Thermal and photochemistry of tert-butyl iodide on ice films

The thermal and photochemistry of tert-butyl iodide (t-buI) on ice films grown on Cu(111) at 100 K were studied using time-of-flight (TOF) temperature programmed desorption (TPD) mass spectroscopy and X-ray photoelectron spectroscopy (XPS). The thermal reaction products include isobutane (i-C4H10), isobutene (i-C4H8) and minor t-butyl alcohol. In the rising edge of the water desorption at ∼145 K, the parent t-buI molecule desorbs from the ice as well as other thermal reaction products. Above the falling edge of the water desorption at ∼180 K, the reaction products and the parent molecule desorb from the Cu(111). For t-buI on bare Cu(111) dosed at 100 K, dominant i-C4H8, some i-C4H10 and tiny t-buI desorption peaks were observed. This indicates that t-buI promptly dissociates on Cu(111) to form C4H9 and chemisorbed I at 100 K. The C4H9 quickly rearranges, followed by C-H scission to form mainly i-C4H8, or abstracts H to form some i-C4H10. The I directly chemisorbs on the Cu(111), evidenced by I(3d) XPS peaks.
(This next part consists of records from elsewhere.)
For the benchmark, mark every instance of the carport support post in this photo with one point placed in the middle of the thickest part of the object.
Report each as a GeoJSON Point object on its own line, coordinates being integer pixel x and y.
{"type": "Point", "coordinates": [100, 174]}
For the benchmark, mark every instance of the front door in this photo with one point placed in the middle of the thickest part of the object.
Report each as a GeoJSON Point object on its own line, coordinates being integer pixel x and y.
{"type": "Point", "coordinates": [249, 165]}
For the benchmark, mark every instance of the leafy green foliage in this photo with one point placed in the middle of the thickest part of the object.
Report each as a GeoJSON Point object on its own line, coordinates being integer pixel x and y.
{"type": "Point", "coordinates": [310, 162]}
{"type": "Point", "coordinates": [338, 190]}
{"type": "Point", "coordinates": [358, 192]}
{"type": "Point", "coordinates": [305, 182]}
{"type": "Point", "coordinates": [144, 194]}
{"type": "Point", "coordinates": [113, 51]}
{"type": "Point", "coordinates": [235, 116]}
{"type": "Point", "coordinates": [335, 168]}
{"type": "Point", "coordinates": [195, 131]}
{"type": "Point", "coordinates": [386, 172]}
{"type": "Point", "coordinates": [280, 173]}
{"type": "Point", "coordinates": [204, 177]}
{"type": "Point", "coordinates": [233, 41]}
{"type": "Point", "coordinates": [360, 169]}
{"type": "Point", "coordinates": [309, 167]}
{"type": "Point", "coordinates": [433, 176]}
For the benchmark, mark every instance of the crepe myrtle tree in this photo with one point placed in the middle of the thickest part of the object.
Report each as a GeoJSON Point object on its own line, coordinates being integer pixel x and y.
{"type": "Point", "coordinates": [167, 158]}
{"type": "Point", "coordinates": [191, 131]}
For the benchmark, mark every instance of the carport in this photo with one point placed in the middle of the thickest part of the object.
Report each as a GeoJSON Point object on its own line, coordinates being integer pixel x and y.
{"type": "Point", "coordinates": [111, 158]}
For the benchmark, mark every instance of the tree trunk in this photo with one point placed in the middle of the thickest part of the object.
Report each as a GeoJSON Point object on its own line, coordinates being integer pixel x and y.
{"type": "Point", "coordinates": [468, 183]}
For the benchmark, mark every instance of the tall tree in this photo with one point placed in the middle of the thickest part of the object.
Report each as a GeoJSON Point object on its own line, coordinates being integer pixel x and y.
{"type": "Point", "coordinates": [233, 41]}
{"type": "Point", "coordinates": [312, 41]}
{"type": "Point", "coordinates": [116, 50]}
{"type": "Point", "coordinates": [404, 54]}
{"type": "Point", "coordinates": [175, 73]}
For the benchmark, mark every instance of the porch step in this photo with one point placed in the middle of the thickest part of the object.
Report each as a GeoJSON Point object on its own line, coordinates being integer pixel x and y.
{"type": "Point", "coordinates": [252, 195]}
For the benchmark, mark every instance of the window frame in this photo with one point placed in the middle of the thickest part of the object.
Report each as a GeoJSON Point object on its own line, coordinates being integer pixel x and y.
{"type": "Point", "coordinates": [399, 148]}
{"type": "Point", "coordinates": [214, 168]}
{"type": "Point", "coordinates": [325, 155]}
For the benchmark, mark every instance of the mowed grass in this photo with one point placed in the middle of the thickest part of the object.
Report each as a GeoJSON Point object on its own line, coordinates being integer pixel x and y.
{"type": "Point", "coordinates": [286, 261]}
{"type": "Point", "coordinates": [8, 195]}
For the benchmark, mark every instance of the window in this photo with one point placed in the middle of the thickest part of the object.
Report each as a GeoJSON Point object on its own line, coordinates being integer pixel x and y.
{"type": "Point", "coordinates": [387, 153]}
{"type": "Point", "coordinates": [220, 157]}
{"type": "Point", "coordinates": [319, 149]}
On ice layer, the most dominant i-C4H10 desorption peak indicates that the C4H9 abstracts H from ice to form C4H10. For photoirradiation of t-buI on ice, we observed an enhanced t-buI dissociation followed by ejection of reaction products, evidenced by decrease in TPD and C(1s) XPS intensities. No ejection of I-containing molecules was observed. We attribute the t-buI dissociation to solvated electrons in ice. During photoirradiation, I radicals seem to diffuse into the bulk ice to chemisorb on Cu(111), plausibly due to self-diffusion of water. In addition, a preferential desorption of C4H10 and/or an enhanced reaction channel to i-C4H8 by photoirradiation is evidenced by a faster TPD decay rate of C4H10 with photoirradiation time. An increased i-C4H8 TPD peak at 113 K and an appearance of 2 amu desorption could indicate the enhanced channel to i-C4H8.